Eltern sind hier absolut überfordert, sie haben Angst und Sorge um ihre Kinder, dass ihnen so etwas ebenfalls widerfährt. Und das mit Recht, wie die Zeit in einem Artikel ausführlich beschreibt: Link. Hier hilft nur die Offenheit zu den Kindern und Diskussionsbereitschaft als verlässlicher, fürsorglicher Partner. Ihnen Whatsapp wegzunehmen, wäre undenkbar. Zumindest zum jetzigen Zeitpunkt.

Der Gruppe der Sicherheitsfanatiker (Zu denen man mich dann wohl auch zählen kann) kann man zu diesem Zeitpunkt tatsächlich vorwerfen, keine Alternative bereitstellen zu können, die ähnlich leichte und schnelle Kommunikation unterstützt.

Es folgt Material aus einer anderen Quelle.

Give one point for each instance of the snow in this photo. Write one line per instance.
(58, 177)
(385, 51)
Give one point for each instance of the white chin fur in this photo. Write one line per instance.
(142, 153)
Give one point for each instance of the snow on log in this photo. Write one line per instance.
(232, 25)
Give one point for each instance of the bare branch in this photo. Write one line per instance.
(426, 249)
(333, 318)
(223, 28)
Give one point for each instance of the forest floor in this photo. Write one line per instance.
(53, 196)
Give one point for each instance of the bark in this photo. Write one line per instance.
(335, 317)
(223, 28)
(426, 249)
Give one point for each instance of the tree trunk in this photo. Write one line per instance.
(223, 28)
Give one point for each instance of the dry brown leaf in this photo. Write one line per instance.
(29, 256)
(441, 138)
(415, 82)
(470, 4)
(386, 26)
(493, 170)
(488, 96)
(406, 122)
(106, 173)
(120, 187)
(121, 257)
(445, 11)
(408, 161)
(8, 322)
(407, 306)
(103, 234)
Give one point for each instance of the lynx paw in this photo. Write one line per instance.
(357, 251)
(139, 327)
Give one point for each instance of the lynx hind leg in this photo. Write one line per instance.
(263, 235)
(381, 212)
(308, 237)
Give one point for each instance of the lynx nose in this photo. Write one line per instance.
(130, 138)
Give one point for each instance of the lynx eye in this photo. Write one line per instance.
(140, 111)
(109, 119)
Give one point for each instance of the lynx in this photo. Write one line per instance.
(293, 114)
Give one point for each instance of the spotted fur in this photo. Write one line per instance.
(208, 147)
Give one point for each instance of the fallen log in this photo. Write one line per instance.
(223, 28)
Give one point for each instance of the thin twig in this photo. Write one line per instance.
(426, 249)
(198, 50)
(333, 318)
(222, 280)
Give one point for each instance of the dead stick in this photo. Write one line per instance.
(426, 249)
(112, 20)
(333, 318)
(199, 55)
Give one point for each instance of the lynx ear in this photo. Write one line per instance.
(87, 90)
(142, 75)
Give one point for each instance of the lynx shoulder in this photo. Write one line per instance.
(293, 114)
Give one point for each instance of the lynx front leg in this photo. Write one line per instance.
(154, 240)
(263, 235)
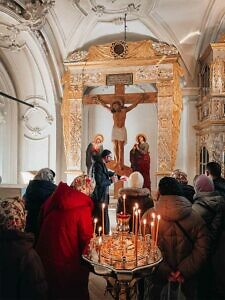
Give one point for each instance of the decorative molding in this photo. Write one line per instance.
(37, 119)
(77, 56)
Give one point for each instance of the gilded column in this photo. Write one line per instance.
(165, 127)
(169, 114)
(71, 112)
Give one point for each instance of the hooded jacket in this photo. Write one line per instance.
(211, 207)
(177, 250)
(65, 233)
(36, 194)
(21, 270)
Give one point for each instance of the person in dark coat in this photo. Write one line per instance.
(181, 177)
(94, 149)
(182, 238)
(66, 230)
(134, 193)
(37, 192)
(21, 271)
(103, 178)
(210, 205)
(213, 170)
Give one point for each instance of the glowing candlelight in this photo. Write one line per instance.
(144, 227)
(154, 227)
(133, 230)
(95, 222)
(103, 221)
(152, 231)
(139, 220)
(136, 234)
(157, 230)
(99, 230)
(124, 204)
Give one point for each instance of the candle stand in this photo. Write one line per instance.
(122, 258)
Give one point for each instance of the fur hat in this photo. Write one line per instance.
(12, 214)
(203, 184)
(83, 183)
(135, 180)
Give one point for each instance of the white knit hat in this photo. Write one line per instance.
(135, 180)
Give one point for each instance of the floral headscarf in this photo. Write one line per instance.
(12, 214)
(84, 184)
(45, 174)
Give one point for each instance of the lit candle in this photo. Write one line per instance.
(133, 230)
(144, 227)
(103, 221)
(139, 220)
(95, 222)
(154, 227)
(157, 230)
(136, 234)
(152, 232)
(99, 230)
(124, 204)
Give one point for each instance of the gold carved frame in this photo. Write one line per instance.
(149, 62)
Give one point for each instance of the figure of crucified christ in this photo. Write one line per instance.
(119, 132)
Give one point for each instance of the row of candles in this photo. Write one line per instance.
(136, 223)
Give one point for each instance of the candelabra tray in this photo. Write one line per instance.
(121, 255)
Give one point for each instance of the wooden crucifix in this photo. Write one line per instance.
(115, 103)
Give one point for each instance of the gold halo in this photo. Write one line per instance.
(141, 134)
(99, 135)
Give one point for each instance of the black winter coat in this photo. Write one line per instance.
(36, 194)
(141, 196)
(219, 184)
(211, 207)
(21, 270)
(103, 180)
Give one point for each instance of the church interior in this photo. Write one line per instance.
(42, 40)
(57, 56)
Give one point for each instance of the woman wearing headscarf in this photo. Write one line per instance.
(94, 149)
(21, 270)
(37, 192)
(134, 193)
(65, 234)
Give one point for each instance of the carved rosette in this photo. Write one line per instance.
(37, 120)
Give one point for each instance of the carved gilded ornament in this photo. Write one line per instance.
(77, 56)
(141, 49)
(166, 75)
(217, 76)
(154, 73)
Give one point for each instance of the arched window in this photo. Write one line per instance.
(204, 159)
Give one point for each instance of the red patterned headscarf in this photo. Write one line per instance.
(12, 214)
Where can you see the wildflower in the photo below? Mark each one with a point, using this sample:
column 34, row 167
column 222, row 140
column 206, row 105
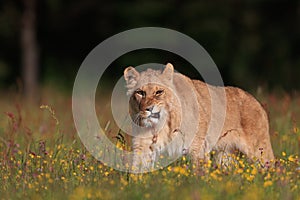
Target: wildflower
column 268, row 183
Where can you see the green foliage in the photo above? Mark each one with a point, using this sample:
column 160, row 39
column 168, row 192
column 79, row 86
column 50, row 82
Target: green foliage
column 42, row 157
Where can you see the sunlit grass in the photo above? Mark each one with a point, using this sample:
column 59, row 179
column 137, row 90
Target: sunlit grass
column 42, row 157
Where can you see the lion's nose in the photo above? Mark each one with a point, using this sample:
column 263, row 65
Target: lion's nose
column 150, row 108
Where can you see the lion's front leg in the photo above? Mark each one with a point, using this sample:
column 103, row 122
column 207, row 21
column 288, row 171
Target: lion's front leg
column 200, row 154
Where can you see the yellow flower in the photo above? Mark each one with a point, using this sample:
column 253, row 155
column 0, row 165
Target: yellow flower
column 268, row 183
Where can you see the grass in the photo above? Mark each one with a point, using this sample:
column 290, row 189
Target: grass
column 43, row 158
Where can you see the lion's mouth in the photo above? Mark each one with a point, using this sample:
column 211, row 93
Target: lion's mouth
column 155, row 115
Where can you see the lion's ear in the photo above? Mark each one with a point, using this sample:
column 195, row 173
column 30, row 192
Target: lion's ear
column 168, row 71
column 131, row 76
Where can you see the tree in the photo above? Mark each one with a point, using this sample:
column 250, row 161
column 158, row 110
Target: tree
column 30, row 52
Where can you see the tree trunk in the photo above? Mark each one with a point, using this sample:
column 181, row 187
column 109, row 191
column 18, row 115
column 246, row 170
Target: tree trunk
column 30, row 53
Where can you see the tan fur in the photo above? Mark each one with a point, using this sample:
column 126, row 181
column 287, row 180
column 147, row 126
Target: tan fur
column 246, row 126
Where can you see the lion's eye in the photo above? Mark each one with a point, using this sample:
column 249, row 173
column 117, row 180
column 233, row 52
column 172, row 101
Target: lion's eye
column 159, row 92
column 140, row 93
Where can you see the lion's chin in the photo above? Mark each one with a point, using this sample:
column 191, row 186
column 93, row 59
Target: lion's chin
column 150, row 122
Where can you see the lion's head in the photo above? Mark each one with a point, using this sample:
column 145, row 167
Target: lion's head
column 151, row 96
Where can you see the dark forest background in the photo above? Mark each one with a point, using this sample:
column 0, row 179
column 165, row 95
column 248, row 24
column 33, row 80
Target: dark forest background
column 253, row 42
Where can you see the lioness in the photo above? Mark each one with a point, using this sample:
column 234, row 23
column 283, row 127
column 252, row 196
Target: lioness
column 160, row 100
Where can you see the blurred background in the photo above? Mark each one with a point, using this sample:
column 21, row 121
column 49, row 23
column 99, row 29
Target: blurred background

Für die kleine Gruppe von Nerds, welche sich bewusst und sicher im Netz bewegt, ist lediglich diese Option der einzige, mögliche Ausweg, sofern er denn von 600 Millionen angenommen werden sollte.

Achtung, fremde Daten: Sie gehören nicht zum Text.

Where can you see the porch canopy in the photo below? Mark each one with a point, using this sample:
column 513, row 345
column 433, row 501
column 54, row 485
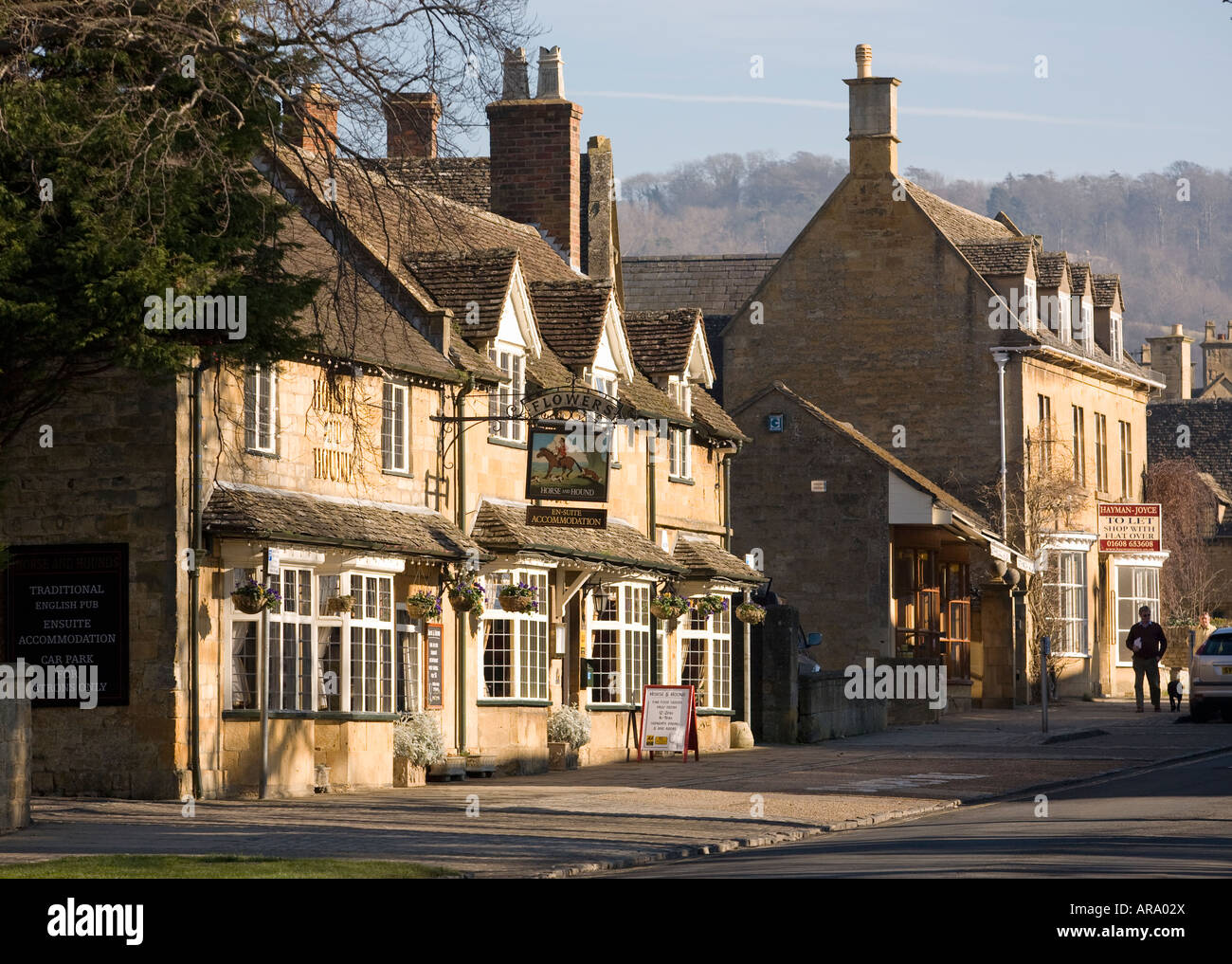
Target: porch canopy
column 280, row 516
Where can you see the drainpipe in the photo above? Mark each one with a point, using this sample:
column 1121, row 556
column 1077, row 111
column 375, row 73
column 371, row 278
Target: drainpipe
column 1001, row 357
column 195, row 581
column 460, row 514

Wir sind hier – zumindest zum jetzigen Zeitpunkt – in einer Sackgasse ohne Wendehammer. Der Nutzer, der dem Sog von Whatsapp erliegt, wird diese Plattform niemals verlassen. Er würde einen Großteil seiner sozialen Kontakte auch im #Reallife verlieren.

FAZIT:

Also vertrete ich die These, dass ab einem gewissen Alter einem Kind Whatsapp nicht verboten werden sollte. Dennoch sollten die Eltern sich mit dem Kind proaktiv auseinandersetzen und regelmäßig über dieses Thema sprechen. Wichtig ist, dass das Kind einen Ansprechpartner hat, mit dem es sich aus eigenem Antrieb über seine Erfahrungen austauschen kann. Es bringt nichts, das Kind auszuhorchen, wohl aber, bei Problemen ein verlässlicher und kompetenter Ansprechpartner zu sein. Eine Vertrauensfrage. Man schützt ein Kind nicht, indem man alle Gefahren von vorne herein ausräumt, sondern man schützt es, indem man ihm zeigt, wie man gewissenhaft damit umgeht.

Diese These mag bedenklich sein, insbesondere mit dem Wissen über das Datenschutzproblem bei Whatsapp. Gerne diskutiere ich darüber mit Euch.